Biologische bestrijding met natuurlijke vijanden
Aaltjes tegen:
- Engerlingen in gazon
- Emelten
- Larven van de gegroefde lapsnuitkever (taxuskever)
- Rupsen van de buxusmot
Hoe werken ze?
Aaltjes zijn actieve jagers en ze herkennen plaaginsecten zoals engerlingen, emelten of larven taxuskever aan hun geur.
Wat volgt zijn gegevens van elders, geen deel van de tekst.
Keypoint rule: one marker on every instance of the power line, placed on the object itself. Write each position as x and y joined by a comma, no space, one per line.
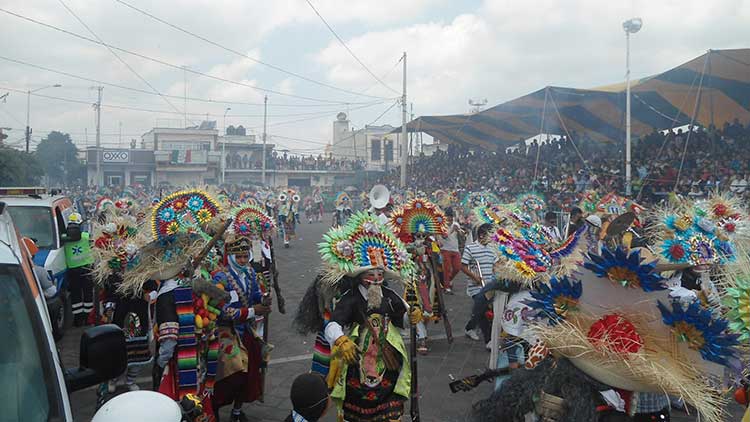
313,118
13,117
316,114
133,71
253,59
164,63
348,49
128,88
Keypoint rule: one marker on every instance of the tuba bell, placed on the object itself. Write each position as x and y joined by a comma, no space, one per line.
379,196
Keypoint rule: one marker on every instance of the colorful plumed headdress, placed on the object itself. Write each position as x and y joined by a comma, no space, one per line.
476,199
694,234
418,215
247,197
589,200
251,221
238,245
442,198
103,203
616,321
520,260
613,204
186,211
360,245
116,242
342,199
181,224
491,214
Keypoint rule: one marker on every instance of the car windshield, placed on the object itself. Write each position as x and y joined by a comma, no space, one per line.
26,365
36,223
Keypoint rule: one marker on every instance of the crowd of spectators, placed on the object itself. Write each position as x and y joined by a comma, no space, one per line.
704,160
285,161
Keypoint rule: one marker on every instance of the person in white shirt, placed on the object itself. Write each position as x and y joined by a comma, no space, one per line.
550,226
449,251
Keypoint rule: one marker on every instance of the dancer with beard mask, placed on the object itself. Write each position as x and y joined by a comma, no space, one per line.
369,374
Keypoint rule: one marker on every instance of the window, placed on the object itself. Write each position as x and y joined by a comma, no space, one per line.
388,150
29,387
35,223
375,149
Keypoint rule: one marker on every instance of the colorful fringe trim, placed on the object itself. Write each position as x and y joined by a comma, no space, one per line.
321,355
187,345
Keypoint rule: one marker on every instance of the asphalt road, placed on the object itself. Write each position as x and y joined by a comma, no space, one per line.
292,354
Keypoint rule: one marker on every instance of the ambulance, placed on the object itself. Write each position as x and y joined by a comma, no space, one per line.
35,385
43,218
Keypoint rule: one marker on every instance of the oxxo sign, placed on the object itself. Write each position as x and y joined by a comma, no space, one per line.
116,156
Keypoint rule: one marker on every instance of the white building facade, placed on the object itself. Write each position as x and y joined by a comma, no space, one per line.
375,145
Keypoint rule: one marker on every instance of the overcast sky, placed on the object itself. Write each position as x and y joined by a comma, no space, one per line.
457,50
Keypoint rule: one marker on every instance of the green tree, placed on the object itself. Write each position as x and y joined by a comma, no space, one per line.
18,168
59,157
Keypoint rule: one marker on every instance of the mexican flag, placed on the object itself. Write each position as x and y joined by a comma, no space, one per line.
181,157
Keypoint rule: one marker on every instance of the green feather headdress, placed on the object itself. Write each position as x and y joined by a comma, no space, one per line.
362,244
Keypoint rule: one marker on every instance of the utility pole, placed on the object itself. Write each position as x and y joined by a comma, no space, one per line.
28,112
98,107
411,135
631,26
403,130
265,116
184,95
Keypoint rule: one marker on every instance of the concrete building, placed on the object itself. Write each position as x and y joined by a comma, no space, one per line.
375,145
186,156
121,167
198,155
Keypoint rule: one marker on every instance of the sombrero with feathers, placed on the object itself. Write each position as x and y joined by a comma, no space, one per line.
181,224
361,245
418,216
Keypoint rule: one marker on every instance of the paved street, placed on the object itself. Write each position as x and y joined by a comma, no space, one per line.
291,356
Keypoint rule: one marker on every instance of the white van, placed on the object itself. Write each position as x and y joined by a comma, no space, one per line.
35,386
43,218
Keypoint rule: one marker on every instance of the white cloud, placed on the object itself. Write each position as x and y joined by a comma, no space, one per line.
498,49
506,49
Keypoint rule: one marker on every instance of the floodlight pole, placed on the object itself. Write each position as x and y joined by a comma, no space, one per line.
628,175
631,26
403,143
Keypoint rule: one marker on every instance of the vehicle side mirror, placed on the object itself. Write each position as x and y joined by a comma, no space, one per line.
102,357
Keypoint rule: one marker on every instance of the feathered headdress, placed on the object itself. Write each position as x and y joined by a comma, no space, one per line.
688,235
531,202
342,199
251,221
181,224
104,203
491,214
475,199
442,198
186,211
116,242
589,200
616,321
363,244
520,260
418,215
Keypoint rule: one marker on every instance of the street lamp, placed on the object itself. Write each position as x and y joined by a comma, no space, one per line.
28,110
224,149
631,26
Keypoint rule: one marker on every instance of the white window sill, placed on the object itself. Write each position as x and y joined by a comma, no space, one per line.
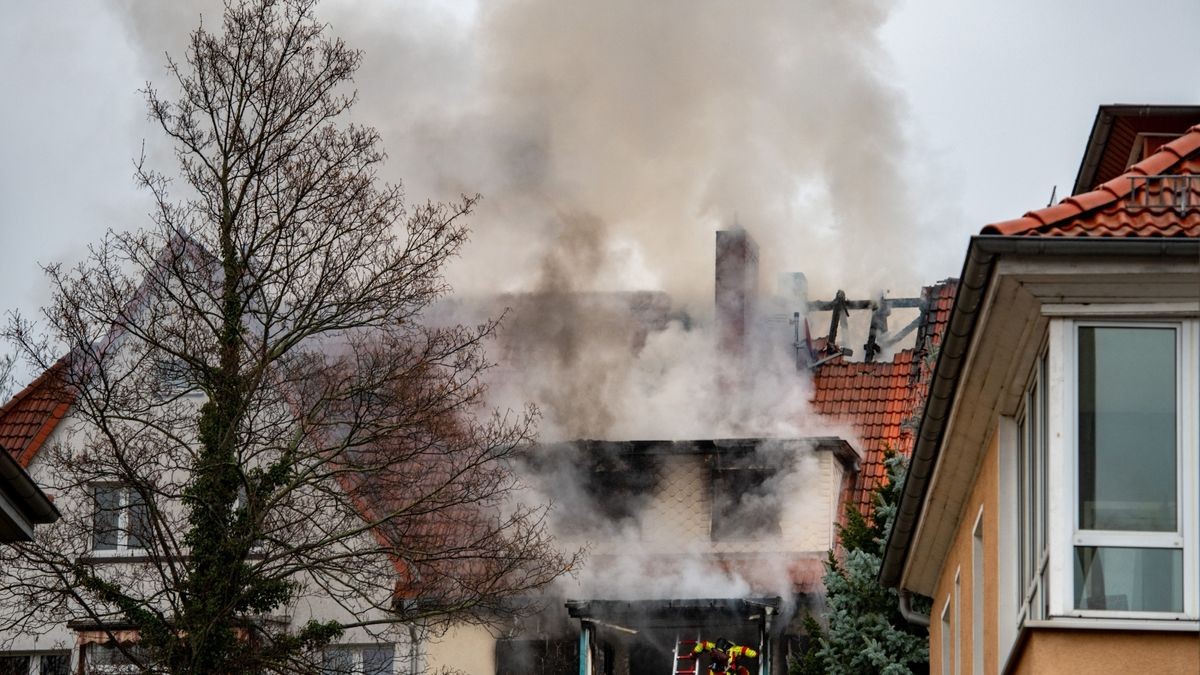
1176,625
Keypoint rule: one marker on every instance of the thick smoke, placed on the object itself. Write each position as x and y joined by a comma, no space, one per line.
610,141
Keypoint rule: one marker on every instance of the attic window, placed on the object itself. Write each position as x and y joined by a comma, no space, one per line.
1162,192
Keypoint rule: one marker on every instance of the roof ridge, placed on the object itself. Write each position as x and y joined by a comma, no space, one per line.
33,386
1108,192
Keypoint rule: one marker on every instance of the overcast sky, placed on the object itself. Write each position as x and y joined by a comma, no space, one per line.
995,105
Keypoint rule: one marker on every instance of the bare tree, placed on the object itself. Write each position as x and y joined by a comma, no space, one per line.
257,408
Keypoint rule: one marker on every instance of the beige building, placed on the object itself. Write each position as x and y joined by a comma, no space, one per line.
1053,507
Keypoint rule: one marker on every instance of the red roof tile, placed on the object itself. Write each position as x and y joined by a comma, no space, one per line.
882,401
1127,205
28,419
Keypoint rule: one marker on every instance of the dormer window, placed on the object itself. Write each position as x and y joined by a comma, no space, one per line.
120,520
1129,541
1110,417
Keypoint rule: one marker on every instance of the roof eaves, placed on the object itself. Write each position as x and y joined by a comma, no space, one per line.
977,272
1109,192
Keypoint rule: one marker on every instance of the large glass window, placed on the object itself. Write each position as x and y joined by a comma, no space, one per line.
1128,545
120,520
365,659
1127,429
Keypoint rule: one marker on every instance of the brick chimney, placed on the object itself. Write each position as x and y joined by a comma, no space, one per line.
736,291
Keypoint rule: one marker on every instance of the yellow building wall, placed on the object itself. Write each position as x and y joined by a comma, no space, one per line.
1039,650
1103,652
959,561
469,650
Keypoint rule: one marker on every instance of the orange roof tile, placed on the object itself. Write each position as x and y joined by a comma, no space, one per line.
883,400
1127,205
28,419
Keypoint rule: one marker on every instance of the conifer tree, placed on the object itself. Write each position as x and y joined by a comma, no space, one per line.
865,633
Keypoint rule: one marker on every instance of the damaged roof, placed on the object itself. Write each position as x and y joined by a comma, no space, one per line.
882,400
28,419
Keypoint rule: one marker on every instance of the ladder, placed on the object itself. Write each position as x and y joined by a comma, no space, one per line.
685,662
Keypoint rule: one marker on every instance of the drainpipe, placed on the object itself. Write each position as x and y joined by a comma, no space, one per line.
585,649
765,643
909,614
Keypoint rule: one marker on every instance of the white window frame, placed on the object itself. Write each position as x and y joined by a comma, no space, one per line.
1031,446
35,658
958,621
1063,470
407,656
124,514
978,554
947,646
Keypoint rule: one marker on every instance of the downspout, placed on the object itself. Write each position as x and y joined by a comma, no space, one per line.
911,615
585,649
765,651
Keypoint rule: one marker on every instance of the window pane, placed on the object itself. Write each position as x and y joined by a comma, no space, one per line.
108,505
13,665
1129,579
54,664
1127,442
138,523
337,661
377,659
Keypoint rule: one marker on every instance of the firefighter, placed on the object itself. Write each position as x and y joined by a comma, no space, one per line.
724,656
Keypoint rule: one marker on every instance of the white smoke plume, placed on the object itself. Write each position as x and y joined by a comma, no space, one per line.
610,141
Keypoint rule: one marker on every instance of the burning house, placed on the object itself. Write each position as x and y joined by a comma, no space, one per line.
707,506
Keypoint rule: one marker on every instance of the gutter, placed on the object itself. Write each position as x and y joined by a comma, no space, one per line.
977,275
909,614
Na toepassing gaan de aaltjes direct op zoek naar het plaaginsect en dringen binnen via een lichaamsopening. Eenmaal binnengedrongen infecteren ze deze met een bacterie. De bacterie doodt het plaaginsect en deze sterft binnen 2 tot 3 dagen. Het dode bodeminsect wordt door de aaltjes gebruikt als broedkamer en als voedselbron. Aaltjes vermenigvuldigen zich snel om na 2 tot 6 weken weer nieuwe plaaginsecten op te zoeken en te infecteren. Dit proces blijft zo doorgaan, net zolang als er voldoende plaaginsecten (voedselbronnen) zijn voor de aaltjes. Aaltjes bewegen zich voort via het vocht in bodem. De bodem moet dus vochtig zijn om op zoek te kunnen gaan naar een nieuwe plaag. Aaltjes kunnen niet lang buiten een gastheer overleven, dus zodra er geen prooien meer zijn, sterven ze.